ZARATTINI: Il narcotraffico si reprime agendo dove si forma il potere economico dei narcotrafficanti, ossia con il lavaggio del denaro sporco. In Brasile abbiamo una legge contro il riciclaggio che non è applicata. In questo Paese non si perseguono i colletti bianchi che fanno transazioni miliardarie con i soldi dei narcotrafficanti. Basti pensare che nessuna banca denuncia depositi superiori ai 10mila reais (2300 dollari).
Lei è stato imprigionato e torturato dai militari durante la dittatura. Ultimamente Lula ha avuto dei forti consensi tra i militari. E il leader del Pt ha detto che i militari anche durante il periodo del generale Emílio Garrastazu Médici (1969-74), hanno sempre pensato le loro strategie all’interno di un progetto nazionale. Come si sente lei in relazione a queste dichiarazioni?

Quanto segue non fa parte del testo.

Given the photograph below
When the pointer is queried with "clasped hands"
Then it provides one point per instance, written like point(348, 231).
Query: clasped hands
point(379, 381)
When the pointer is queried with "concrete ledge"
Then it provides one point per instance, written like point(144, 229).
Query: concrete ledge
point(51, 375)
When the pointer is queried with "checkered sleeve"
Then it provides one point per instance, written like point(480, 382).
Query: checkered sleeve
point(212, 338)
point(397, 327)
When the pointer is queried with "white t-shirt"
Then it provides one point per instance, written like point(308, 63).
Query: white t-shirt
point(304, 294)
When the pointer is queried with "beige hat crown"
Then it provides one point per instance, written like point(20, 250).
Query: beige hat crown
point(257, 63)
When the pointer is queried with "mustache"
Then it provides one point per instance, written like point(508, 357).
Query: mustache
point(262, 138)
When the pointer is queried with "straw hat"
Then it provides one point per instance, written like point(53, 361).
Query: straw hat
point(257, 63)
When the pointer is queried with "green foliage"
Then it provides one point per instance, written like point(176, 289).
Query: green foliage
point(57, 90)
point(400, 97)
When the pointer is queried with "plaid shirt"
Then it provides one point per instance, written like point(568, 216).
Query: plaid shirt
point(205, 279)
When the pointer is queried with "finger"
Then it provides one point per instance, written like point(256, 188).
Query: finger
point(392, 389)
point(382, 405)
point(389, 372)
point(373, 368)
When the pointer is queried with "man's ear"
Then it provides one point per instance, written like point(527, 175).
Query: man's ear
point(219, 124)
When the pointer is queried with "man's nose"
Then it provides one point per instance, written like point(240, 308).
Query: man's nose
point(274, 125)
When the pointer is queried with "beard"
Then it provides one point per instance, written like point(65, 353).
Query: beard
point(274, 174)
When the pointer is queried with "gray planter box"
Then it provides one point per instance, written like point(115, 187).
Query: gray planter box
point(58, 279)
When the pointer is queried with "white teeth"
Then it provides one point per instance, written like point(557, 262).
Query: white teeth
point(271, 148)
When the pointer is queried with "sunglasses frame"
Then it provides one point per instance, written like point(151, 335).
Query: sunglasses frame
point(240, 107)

ZARATTINI: Lula non ha elogiato il governo Médici né il governo militare. Loro hanno tolto la libertà a milioni di brasiliani; hanno distrutto un’intera classe politica, hanno assassinato e torturato. Ma Lula ha osservato che i militari hanno almeno difeso il patrimonio nazionale e non l’hanno consegnato alle grandi corporazioni straniere come ha fatto il governo Cardoso, il quale in più aveva eliminato tutte le leggi a favore dei lavoratori.